Roanoke Times Copyright (c) 1995, Landmark Communications, Inc. DATE: TUESDAY, March 24, 1992 TAG: 9203240121 SECTION: NATIONAL/INTERNATIONAL PAGE: A3 EDITION: STATE SOURCE: The Baltimore Sun DATELINE: WASHINGTON LENGTH: Medium
A final decision in that case could test anew a controversial, 5-4 ruling in 1990 allowing government to outlaw some "harmful" forms of religious practice.
The case (Church of Lukumi Babalu Aye vs. City of Hialeah, 91-948) is a challenge by adherents of the Santeria faith to four city ordinances adopted in Hialeah, Fla., in 1987, forbidding animal killing as a ritual, while permitting ritual Kosher slaughter and allowing hunters to kill their prey.
The plaintiffs are believers in the Santeria faith, which traces its origins back to the Bantu people of southern Nigeria. African slaves brought that religion with them to Cuba, where their practice of it was outlawed; Cuban exiles brought it to Florida.
In that faith, chickens, pigeons, doves, ducks, guinea fowl, goats, sheep and turtles are killed in a ritual manner, during the rites of birth, marriage and death, healing rituals, initiation rites for priests and new members and an annual celebration.
The Church of Lukumi Babalu Aye leased an abandoned used-car lot in Hialeah in 1986, and announced plans to open a church. The City Council reacted with four ordinances, adopted in what the church says was "a mob atmosphere" of denunciation of the Santeria faith.

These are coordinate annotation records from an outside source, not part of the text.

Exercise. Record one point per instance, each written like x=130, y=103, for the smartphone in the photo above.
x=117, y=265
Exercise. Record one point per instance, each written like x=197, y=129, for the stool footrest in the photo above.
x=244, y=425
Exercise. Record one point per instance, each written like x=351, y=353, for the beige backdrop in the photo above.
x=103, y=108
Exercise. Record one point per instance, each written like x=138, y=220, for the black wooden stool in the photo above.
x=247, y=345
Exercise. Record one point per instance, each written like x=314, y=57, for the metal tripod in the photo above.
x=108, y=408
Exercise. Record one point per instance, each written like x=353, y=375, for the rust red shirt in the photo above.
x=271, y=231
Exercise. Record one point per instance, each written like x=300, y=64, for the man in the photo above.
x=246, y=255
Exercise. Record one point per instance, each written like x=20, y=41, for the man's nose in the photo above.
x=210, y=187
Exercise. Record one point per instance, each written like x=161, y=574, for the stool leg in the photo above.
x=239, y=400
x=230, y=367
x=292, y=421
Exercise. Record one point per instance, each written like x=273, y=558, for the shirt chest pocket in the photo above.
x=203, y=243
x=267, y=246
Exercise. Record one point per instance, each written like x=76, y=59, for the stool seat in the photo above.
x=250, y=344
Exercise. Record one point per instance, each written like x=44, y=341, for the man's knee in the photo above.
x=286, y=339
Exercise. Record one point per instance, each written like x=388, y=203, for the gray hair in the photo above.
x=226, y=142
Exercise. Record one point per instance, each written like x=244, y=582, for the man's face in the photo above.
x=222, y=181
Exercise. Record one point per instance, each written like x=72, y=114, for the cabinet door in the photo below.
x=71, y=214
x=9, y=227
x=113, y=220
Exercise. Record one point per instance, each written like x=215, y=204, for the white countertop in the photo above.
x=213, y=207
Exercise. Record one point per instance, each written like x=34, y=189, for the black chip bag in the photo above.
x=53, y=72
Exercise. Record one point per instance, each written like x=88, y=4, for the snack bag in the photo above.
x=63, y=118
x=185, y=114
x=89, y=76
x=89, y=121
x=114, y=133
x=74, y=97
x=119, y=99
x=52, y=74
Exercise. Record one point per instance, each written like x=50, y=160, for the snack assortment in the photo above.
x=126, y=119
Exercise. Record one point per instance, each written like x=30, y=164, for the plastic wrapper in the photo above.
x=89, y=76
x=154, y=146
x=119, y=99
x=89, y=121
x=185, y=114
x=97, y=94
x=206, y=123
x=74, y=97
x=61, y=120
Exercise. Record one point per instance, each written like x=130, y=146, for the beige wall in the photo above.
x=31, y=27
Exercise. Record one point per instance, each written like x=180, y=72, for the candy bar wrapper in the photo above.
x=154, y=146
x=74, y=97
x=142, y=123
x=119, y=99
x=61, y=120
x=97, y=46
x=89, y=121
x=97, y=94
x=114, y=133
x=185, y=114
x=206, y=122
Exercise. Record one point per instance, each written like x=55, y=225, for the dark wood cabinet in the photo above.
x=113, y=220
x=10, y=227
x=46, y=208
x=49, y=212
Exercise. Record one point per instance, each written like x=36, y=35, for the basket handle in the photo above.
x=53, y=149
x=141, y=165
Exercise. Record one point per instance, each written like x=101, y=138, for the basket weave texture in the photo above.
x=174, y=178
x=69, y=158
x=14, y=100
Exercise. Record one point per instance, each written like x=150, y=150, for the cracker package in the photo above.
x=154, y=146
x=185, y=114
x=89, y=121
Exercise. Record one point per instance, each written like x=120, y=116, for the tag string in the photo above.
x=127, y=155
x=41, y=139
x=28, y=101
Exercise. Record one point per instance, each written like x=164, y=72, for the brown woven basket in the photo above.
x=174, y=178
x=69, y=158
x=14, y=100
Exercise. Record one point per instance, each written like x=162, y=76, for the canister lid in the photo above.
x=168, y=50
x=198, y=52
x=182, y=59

As the case reached the Supreme Court, the church's attorneys urged the justices to spell out more precisely than they had in mind in 1990 when they said governments may pass laws that interfere with the religious practices of particular sects.
In the decision nearly two years ago, the court said that, if government undertakes to outlaw a "harmful" practice when the conduct is forbidden for everyone, there is no constitutional violation even though it disrupts a central practice of a religious group.
To reach that decision, which permitted states to ban the use of peyote by anyone, including Indian worshippers, the court's majority embraced a broad new constitutional theory to interpret the guarantee of free exercise of religion.
Under that theory, legislatures are given much wider authority to regulate conduct that they consider to be harmful, so long as they do not single out a religious ritual and ban that alone.
Memo: shorter version ran in the Metro edition.